Five years after hitting the German market, private bus operator Flixbus has gained near-monopoly status in the long-haul bus business. It's now active in 26 countries and is hoping to expand to the US in 2018.
Called "the Uber of long-haul bus travel" by some experts, the Munich-based startup Flixbus has managed to turn into a real heavyweight in Germany — and Europe for that matter — within just five years.
The company boasts hundreds of thousands of daily connections to some 1,400 destinations in 26 countries. It controls 94 percent of the long-haul bus business on its home market.
When it was founded back in 2013, Flixbus profited from Germany's move to deregulate the bus market — previously only state-run operators were permitted to run shuttle services between cities across the nation.
"We were the fastest on the deregulated market among all contenders and had set our sights on a nationwide network right from the start," CEO Andre Schwämmlein told the AFP news agency.
Customer base swelling
Over the five years it has existed, Flixbus has attracted roughly 100 million customers. It's still engaged in a fierce battle to woo passengers away from trains, planes and cars. But with the extremely low fares that have set the bus company apart, the cards seem to be stacked in its favor.
Flixbus turned its first annual profit last year due to growing passenger numbers and its own expansionist policies. Its rapid development is in spite of the fact that it owns just one single bus. The rest of the fleet is owned by some 300 small- and medium-sized companies that Flixbus has "partnerships" with. A more accurate description would be companies that Flixbus has absorbed or franchised.
What Flixbus does is run the booking system, develop its smartphone app and organize the various routes and timetables.
Not resting on its laurels
And it keeps looking for new offers to make its bus service even more attractive. "We are mulling ways of entertaining passengers during trips," Schwämmlein said. He told the German business daily Handelsblatt that customers may soon be able to watch movies free of charge.

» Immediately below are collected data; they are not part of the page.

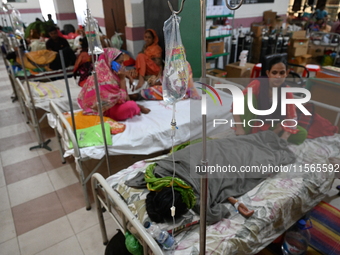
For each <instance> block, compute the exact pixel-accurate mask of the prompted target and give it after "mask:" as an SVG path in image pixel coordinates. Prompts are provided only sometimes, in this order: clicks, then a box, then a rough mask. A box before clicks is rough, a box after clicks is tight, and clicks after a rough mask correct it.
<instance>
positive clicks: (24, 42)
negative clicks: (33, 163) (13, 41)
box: [7, 4, 52, 151]
mask: <svg viewBox="0 0 340 255" xmlns="http://www.w3.org/2000/svg"><path fill="white" fill-rule="evenodd" d="M7 5H8V4H7ZM10 6H11V5H10ZM11 7H12V6H11ZM12 9H13V7H12ZM7 14H8V17H9V20H10V22H11V26H12V29H13V34H14V41H15V46H16V47H17V49H18V53H19V58H20V62H21V65H22V69H23V71H24V77H25V82H26V85H27V89H28V93H29V95H30V99H31V104H32V108H33V110H32V113H33V116H32V117H33V120H32V121H33V126H34V129H35V133H36V135H37V137H38V142H39V144H38V145H36V146H33V147H30V150H34V149H39V148H43V149H46V150H49V151H52V149H51V148H50V147H49V146H48V143H49V142H50V141H51V140H50V139H48V140H46V141H45V142H44V139H43V136H42V134H41V130H40V126H39V120H38V117H37V113H36V111H35V103H34V98H33V95H32V91H31V88H30V85H29V82H28V78H27V74H26V68H25V63H24V59H23V56H22V52H21V48H20V45H19V43H18V41H17V39H16V38H15V31H14V29H15V28H14V26H13V21H12V17H11V15H10V14H9V13H7ZM21 37H22V39H23V44H24V45H25V38H24V36H21Z"/></svg>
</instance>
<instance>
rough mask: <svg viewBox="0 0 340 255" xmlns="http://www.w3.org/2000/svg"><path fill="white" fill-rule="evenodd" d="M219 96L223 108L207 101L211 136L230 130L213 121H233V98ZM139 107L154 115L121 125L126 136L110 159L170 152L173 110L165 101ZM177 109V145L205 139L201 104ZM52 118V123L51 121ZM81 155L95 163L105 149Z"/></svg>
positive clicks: (138, 118) (191, 104) (144, 104)
mask: <svg viewBox="0 0 340 255" xmlns="http://www.w3.org/2000/svg"><path fill="white" fill-rule="evenodd" d="M197 85H198V86H200V85H199V84H197ZM199 92H200V90H199ZM219 94H220V96H221V98H222V102H223V106H221V105H214V103H213V101H212V100H211V99H210V98H209V96H208V97H207V109H208V112H207V113H208V114H207V123H208V124H207V134H208V135H209V136H210V135H213V134H217V133H221V132H224V131H225V130H226V129H228V128H230V126H229V125H217V126H216V127H213V119H228V120H230V119H231V118H232V114H231V113H230V109H231V103H232V97H231V95H230V94H227V93H225V92H223V91H220V90H219ZM138 104H141V105H144V106H145V107H148V108H149V109H151V112H150V113H149V114H142V115H141V116H134V117H133V118H131V119H128V120H126V121H123V122H122V123H125V124H126V129H125V131H124V132H123V133H120V134H117V135H113V136H112V146H108V150H109V154H110V155H121V154H137V155H149V154H151V153H155V152H159V151H162V150H166V149H169V148H171V146H172V141H171V138H170V134H171V127H170V122H171V119H172V112H173V111H172V106H171V105H170V106H165V105H164V102H163V101H139V102H138ZM176 109H177V110H176V122H177V126H178V129H177V130H176V136H175V145H177V144H180V143H183V142H186V141H188V140H193V139H197V138H200V137H202V116H201V100H192V99H190V100H188V99H187V100H182V101H180V102H178V103H177V104H176ZM50 117H51V116H49V121H51V119H50ZM52 121H53V120H52ZM80 152H81V156H82V157H90V158H94V159H101V158H102V157H103V156H104V155H105V151H104V146H96V147H86V148H82V149H81V150H80ZM73 153H74V152H73V149H72V150H67V151H66V152H65V155H64V156H65V157H67V156H70V155H73Z"/></svg>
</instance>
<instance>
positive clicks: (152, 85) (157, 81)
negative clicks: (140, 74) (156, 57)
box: [148, 75, 159, 86]
mask: <svg viewBox="0 0 340 255" xmlns="http://www.w3.org/2000/svg"><path fill="white" fill-rule="evenodd" d="M158 80H159V79H158V77H157V76H156V75H152V76H151V77H150V78H149V79H148V84H149V85H150V86H154V85H155V84H156V82H158Z"/></svg>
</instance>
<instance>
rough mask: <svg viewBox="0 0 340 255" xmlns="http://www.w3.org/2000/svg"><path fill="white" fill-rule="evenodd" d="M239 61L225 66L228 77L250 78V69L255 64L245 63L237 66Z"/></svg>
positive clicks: (250, 72) (250, 63) (239, 62)
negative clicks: (226, 65) (244, 65)
mask: <svg viewBox="0 0 340 255" xmlns="http://www.w3.org/2000/svg"><path fill="white" fill-rule="evenodd" d="M239 64H240V62H236V63H232V64H229V65H227V66H226V67H225V70H226V71H227V77H228V78H250V75H251V71H252V70H253V67H254V65H255V64H252V63H246V65H245V66H239Z"/></svg>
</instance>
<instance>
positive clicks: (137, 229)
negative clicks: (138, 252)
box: [91, 173, 163, 255]
mask: <svg viewBox="0 0 340 255" xmlns="http://www.w3.org/2000/svg"><path fill="white" fill-rule="evenodd" d="M91 179H92V181H91V182H92V191H93V197H94V200H95V203H96V208H97V215H98V220H99V224H100V229H101V233H102V238H103V243H104V245H106V244H107V243H108V238H107V232H106V227H105V222H104V216H103V211H102V206H103V207H104V208H105V209H106V211H107V212H108V213H109V214H110V216H111V217H112V218H113V220H114V221H115V222H116V223H117V225H118V226H119V228H120V230H121V231H122V232H123V233H125V232H126V231H127V230H129V229H128V223H130V224H131V226H132V227H133V228H134V229H135V231H136V232H137V238H138V239H139V241H140V242H141V243H142V246H143V254H145V255H146V254H149V253H148V252H149V251H148V249H150V250H151V251H152V254H155V255H161V254H163V251H162V249H161V248H160V247H159V245H158V244H157V242H156V241H155V240H154V239H153V238H152V236H151V235H150V234H149V233H147V232H146V230H145V228H144V226H143V225H142V224H141V223H140V221H139V220H138V218H137V217H136V216H135V215H133V214H132V212H131V211H130V209H129V208H128V206H127V205H126V203H125V201H124V200H123V199H122V198H121V196H120V195H119V194H118V193H117V192H116V191H114V190H113V189H112V188H111V187H110V186H109V185H108V184H107V182H106V180H105V179H104V178H103V176H102V175H101V174H98V173H95V174H93V175H92V178H91ZM101 192H102V193H104V194H103V195H100V193H101ZM110 203H114V204H115V205H116V206H117V207H118V208H119V210H120V211H121V212H122V214H123V216H122V222H121V221H120V220H119V219H118V217H117V216H116V215H115V214H114V213H113V212H112V206H111V205H110Z"/></svg>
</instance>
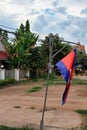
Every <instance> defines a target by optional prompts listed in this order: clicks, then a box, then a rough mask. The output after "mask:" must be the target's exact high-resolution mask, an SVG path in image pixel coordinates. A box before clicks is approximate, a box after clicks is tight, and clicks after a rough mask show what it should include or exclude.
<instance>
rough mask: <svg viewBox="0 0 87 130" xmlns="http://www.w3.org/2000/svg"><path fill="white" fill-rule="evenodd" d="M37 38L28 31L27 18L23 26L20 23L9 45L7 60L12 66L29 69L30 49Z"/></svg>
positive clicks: (23, 68)
mask: <svg viewBox="0 0 87 130" xmlns="http://www.w3.org/2000/svg"><path fill="white" fill-rule="evenodd" d="M37 39H38V36H36V34H34V33H32V32H31V31H30V25H29V21H28V20H27V21H26V24H25V26H24V25H23V24H21V25H20V28H19V29H18V30H17V31H16V38H15V43H14V44H10V46H9V54H10V55H9V62H10V64H11V66H12V67H14V68H20V69H30V68H29V67H30V66H29V64H30V57H31V55H32V52H31V50H33V49H34V48H35V45H36V41H37ZM32 57H33V55H32Z"/></svg>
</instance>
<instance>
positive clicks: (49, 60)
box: [40, 37, 53, 130]
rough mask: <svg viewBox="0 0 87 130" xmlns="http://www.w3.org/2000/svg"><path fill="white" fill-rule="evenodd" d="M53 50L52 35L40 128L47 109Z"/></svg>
mask: <svg viewBox="0 0 87 130" xmlns="http://www.w3.org/2000/svg"><path fill="white" fill-rule="evenodd" d="M52 51H53V38H52V37H50V45H49V63H48V76H47V84H46V91H45V99H44V106H43V112H42V119H41V121H40V130H43V124H44V112H45V110H46V100H47V93H48V81H49V77H50V74H51V73H52Z"/></svg>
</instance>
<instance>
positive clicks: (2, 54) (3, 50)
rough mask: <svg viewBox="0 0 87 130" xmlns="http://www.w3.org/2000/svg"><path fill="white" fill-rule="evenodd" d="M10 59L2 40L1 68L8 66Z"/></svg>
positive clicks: (0, 51) (1, 45)
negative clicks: (3, 44) (5, 66)
mask: <svg viewBox="0 0 87 130" xmlns="http://www.w3.org/2000/svg"><path fill="white" fill-rule="evenodd" d="M7 59H8V55H7V52H6V50H5V48H4V46H3V44H2V42H1V40H0V68H3V67H5V66H6V60H7Z"/></svg>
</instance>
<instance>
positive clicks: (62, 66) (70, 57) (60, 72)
mask: <svg viewBox="0 0 87 130" xmlns="http://www.w3.org/2000/svg"><path fill="white" fill-rule="evenodd" d="M75 63H76V49H74V50H73V51H71V52H70V53H69V54H68V55H66V56H65V57H64V58H63V59H62V60H61V61H59V62H57V64H56V66H57V67H58V69H59V70H60V73H61V74H62V75H63V77H64V79H65V80H66V88H65V91H64V93H63V97H62V105H63V104H65V102H66V99H67V95H68V92H69V89H70V84H71V80H72V77H73V72H74V68H75Z"/></svg>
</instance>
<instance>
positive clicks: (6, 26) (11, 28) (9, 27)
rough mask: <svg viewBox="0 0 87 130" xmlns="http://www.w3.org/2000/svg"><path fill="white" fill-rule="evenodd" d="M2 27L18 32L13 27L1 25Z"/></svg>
mask: <svg viewBox="0 0 87 130" xmlns="http://www.w3.org/2000/svg"><path fill="white" fill-rule="evenodd" d="M0 26H1V27H4V28H8V29H11V30H15V31H16V30H17V29H15V28H12V27H8V26H5V25H0Z"/></svg>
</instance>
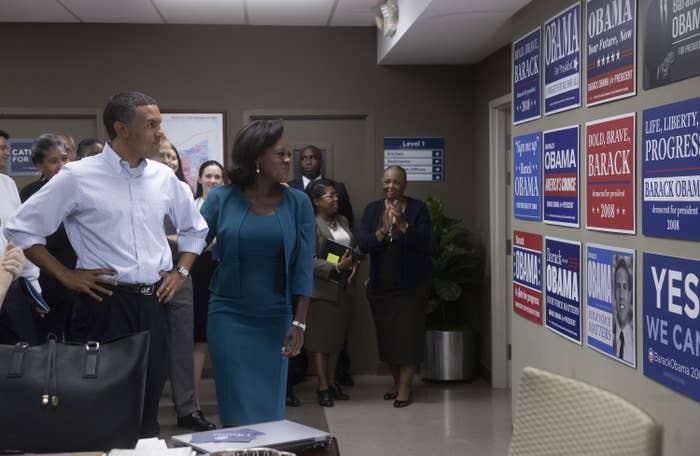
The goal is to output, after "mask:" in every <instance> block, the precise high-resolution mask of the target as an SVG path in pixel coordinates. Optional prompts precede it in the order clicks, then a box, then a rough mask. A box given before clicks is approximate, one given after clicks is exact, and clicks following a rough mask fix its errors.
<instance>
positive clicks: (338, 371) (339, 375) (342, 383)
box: [335, 371, 355, 386]
mask: <svg viewBox="0 0 700 456" xmlns="http://www.w3.org/2000/svg"><path fill="white" fill-rule="evenodd" d="M335 378H336V380H337V383H339V384H341V385H343V386H355V382H354V381H353V379H352V376H351V375H350V372H345V371H343V372H340V371H338V372H336V374H335Z"/></svg>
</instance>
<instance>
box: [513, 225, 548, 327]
mask: <svg viewBox="0 0 700 456" xmlns="http://www.w3.org/2000/svg"><path fill="white" fill-rule="evenodd" d="M513 312H515V313H517V314H518V315H520V316H521V317H525V318H527V319H528V320H530V321H532V322H534V323H537V324H538V325H541V324H542V236H540V235H539V234H532V233H525V232H523V231H513Z"/></svg>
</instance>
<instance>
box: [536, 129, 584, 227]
mask: <svg viewBox="0 0 700 456" xmlns="http://www.w3.org/2000/svg"><path fill="white" fill-rule="evenodd" d="M578 138H579V127H578V125H574V126H571V127H564V128H558V129H556V130H548V131H545V132H543V134H542V144H543V145H542V148H543V158H542V161H543V166H544V177H543V181H544V222H545V223H550V224H552V225H563V226H574V227H578V226H579V221H578V213H579V211H578V201H579V199H578V163H579V155H578V143H579V141H578Z"/></svg>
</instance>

It's also considering forging alliances with airlines, including Germany's flagship carrier Lufthansa. Flixbus co-founder Jochen Engert told the Süddeutsche Zeitung daily on Tuesday that clients would certainly appreciate the offer of buying just one ticket for their journey from home via the airport to some European destination.
Flixbus also announced last year that it's hoping to enter the US market sometime in 2018. It wants to set up a base in Los Angeles, throwing the gauntlet to domestic providers Greyhound, Stagecoach and others in its first venture outside of Europe.